0
votes

I have the following MDX query that calculates members and then selects those members for a specified date range:

WITH
MEMBER [Measures].[Prior] as ([Date Post Transaction].[Calendar Month Period].CurrentMember.Lag(12),[Measures].[Unique Patients]) 
MEMBER [Measures].[Current] as [Measures].[Unique Patients] 
SELECT {[Measures].[Current],[Measures].[Prior]} 
DIMENSION PROPERTIES PARENT_UNIQUE_NAME , HIERARCHY_UNIQUE_NAME ON COLUMNS , NON EMPTY Hierarchize(AddCalculatedMembers({DrilldownLevel({[Date Post Transaction].[Calendar Month Period].Children})})) 
DIMENSION PROPERTIES PARENT_UNIQUE_NAME , HIERARCHY_UNIQUE_NAME ON ROWS FROM (SELECT ({[Date Post Transaction].[Calendar Month Period].&[201207],[Date Post Transaction].[Calendar Month Period].&[201208],[Date Post Transaction].[Calendar Month Period].&[201209],[Date Post Transaction].[Calendar Month Period].&[201210],[Date Post Transaction].[Calendar Month Period].&[201211],[Date Post Transaction].[Calendar Month Period].&[201212],[Date Post Transaction].[Calendar Month Period].&[201301],[Date Post Transaction].[Calendar Month Period].&[201302],[Date Post Transaction].[Calendar Month Period].&[201303],[Date Post Transaction].[Calendar Month Period].&[201304],[Date Post Transaction].[Calendar Month Period].&[201305],[Date Post Transaction].[Calendar Month Period].&[201306]}) 
ON COLUMNS FROM [cube]) 
WHERE ([Provider Billing].[Specialty Mgma Pcps].&[Cardiology: Inv-Intvl])
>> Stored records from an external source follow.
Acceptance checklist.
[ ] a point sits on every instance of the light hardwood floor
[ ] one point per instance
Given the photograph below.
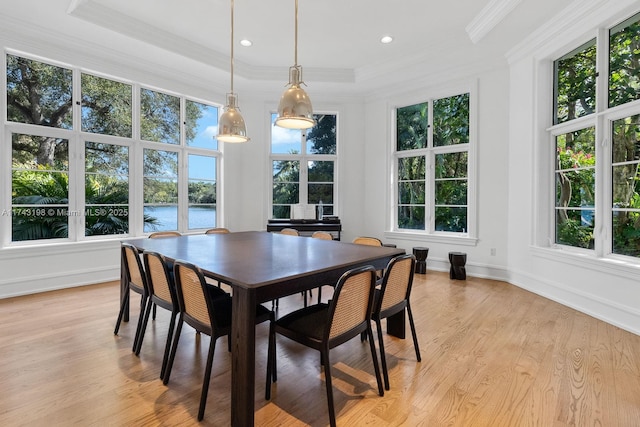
(492, 355)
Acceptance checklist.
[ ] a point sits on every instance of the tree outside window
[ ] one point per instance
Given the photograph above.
(438, 201)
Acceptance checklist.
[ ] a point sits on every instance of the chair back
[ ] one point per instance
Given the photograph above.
(133, 268)
(351, 306)
(190, 288)
(396, 284)
(159, 280)
(322, 235)
(371, 241)
(217, 230)
(289, 232)
(158, 234)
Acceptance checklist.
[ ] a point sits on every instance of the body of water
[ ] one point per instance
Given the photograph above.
(167, 216)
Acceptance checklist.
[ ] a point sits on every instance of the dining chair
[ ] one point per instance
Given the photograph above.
(162, 293)
(158, 235)
(136, 281)
(325, 326)
(392, 298)
(217, 230)
(207, 309)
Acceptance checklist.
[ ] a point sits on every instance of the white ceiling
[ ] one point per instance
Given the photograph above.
(338, 40)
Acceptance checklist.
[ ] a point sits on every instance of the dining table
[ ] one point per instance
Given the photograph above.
(261, 266)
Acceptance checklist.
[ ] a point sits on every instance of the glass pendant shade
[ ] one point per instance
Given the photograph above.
(231, 126)
(295, 110)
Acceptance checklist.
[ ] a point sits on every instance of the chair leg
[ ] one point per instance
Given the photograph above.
(324, 356)
(376, 367)
(207, 379)
(174, 347)
(123, 305)
(413, 333)
(143, 306)
(167, 347)
(137, 345)
(383, 357)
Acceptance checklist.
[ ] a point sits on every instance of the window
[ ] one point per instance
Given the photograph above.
(432, 165)
(71, 161)
(303, 167)
(597, 144)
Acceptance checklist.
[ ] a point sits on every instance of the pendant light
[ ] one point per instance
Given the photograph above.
(295, 110)
(231, 126)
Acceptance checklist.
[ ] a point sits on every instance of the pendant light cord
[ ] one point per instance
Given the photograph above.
(295, 59)
(232, 2)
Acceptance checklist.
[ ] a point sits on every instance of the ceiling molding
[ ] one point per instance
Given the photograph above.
(489, 17)
(578, 20)
(113, 20)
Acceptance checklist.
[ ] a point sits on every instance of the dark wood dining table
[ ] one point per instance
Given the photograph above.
(262, 266)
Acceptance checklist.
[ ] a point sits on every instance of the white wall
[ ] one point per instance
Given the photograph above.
(506, 154)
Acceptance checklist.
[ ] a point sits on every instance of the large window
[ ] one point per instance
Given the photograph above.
(74, 147)
(432, 165)
(596, 134)
(303, 167)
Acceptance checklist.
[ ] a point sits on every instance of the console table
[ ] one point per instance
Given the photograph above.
(306, 227)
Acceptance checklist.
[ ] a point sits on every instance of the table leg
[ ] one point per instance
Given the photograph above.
(243, 349)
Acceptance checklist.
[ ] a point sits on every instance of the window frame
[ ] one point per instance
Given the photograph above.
(602, 120)
(77, 139)
(429, 234)
(303, 158)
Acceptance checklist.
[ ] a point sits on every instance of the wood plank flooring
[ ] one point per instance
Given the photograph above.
(492, 355)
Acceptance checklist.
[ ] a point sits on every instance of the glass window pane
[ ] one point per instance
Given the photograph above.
(451, 192)
(452, 219)
(321, 139)
(202, 191)
(159, 117)
(106, 189)
(574, 227)
(320, 193)
(285, 141)
(412, 193)
(451, 120)
(626, 233)
(38, 93)
(624, 62)
(106, 106)
(412, 124)
(320, 171)
(411, 217)
(39, 187)
(201, 125)
(575, 83)
(412, 168)
(451, 165)
(160, 190)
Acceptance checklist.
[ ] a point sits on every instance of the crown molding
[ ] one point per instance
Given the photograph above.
(490, 16)
(578, 20)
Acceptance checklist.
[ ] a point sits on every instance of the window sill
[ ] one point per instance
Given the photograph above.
(588, 260)
(446, 238)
Basically, this query is asking for all patients within Cardiology for the current date range and prior date range by month.
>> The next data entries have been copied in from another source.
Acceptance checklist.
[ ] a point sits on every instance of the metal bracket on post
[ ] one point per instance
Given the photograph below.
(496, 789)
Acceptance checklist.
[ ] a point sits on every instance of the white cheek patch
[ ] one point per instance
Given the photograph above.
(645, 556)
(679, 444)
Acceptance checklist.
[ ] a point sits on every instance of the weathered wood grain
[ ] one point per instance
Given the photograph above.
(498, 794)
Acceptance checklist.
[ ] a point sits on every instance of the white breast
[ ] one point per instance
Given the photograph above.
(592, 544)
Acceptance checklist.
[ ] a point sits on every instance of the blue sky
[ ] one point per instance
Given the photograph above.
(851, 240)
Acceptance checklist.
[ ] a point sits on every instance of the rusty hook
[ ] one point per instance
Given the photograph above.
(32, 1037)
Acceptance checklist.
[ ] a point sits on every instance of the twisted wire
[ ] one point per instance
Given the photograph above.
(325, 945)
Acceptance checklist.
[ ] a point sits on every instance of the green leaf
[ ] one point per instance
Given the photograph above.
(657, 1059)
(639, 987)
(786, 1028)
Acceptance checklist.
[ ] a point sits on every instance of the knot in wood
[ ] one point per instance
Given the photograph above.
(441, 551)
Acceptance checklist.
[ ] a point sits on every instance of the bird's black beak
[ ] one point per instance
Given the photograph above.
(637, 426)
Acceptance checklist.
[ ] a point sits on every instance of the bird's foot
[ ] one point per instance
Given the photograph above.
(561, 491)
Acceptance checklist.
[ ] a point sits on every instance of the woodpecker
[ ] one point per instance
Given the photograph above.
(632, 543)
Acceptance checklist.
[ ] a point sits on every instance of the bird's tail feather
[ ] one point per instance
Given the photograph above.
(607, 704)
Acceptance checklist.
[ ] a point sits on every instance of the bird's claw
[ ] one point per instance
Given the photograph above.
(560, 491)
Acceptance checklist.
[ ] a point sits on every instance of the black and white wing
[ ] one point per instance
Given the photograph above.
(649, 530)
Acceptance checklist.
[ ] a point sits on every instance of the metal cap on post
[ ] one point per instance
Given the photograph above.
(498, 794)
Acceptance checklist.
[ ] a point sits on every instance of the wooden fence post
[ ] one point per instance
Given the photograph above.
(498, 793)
This query takes 8-9 seconds to run, which is crazy. I'm using Analysis Services to run and test query times and have not ran into other tools to help optimize MDX. So my first question is, does anyone know of such tools to help optimize MDX?

My main question is what method or structure should I be using in the query to help process the results faster? I originally was not using the .lag() function and instead running a query that included each month for current and prior. I did see improved result times from this switch.

I have several reports that use this same format, just different metrics (MEASURES) and so you can imagine the load times we're getting with queries that each run 5+ seconds.

1

1 Answers

1
votes

Generally, MDX optimization is not easy, there is not much information what causes which performance impact and few information like SQL plans, and what is there is not documented well. What is there, however:

Looking at your query, I would not be sure where the performance killer is. Maybe something in the calculation script which is not visible in the query itself. What I would try first would possibly be - depending on the structure of your [Date Post Transaction].[Calendar Month Period] hierarchy - just using something like

[Date Post Transaction].[Calendar Month Period].&[201207] : [Date Post Transaction].[Calendar Month Period].&[201306]

for the rows axis, and omitting the subselect altogether, i. e. use just

 FROM [cube]

as the whole FROM clause without any subselect. But I would doubt this will dramatically decrease run time.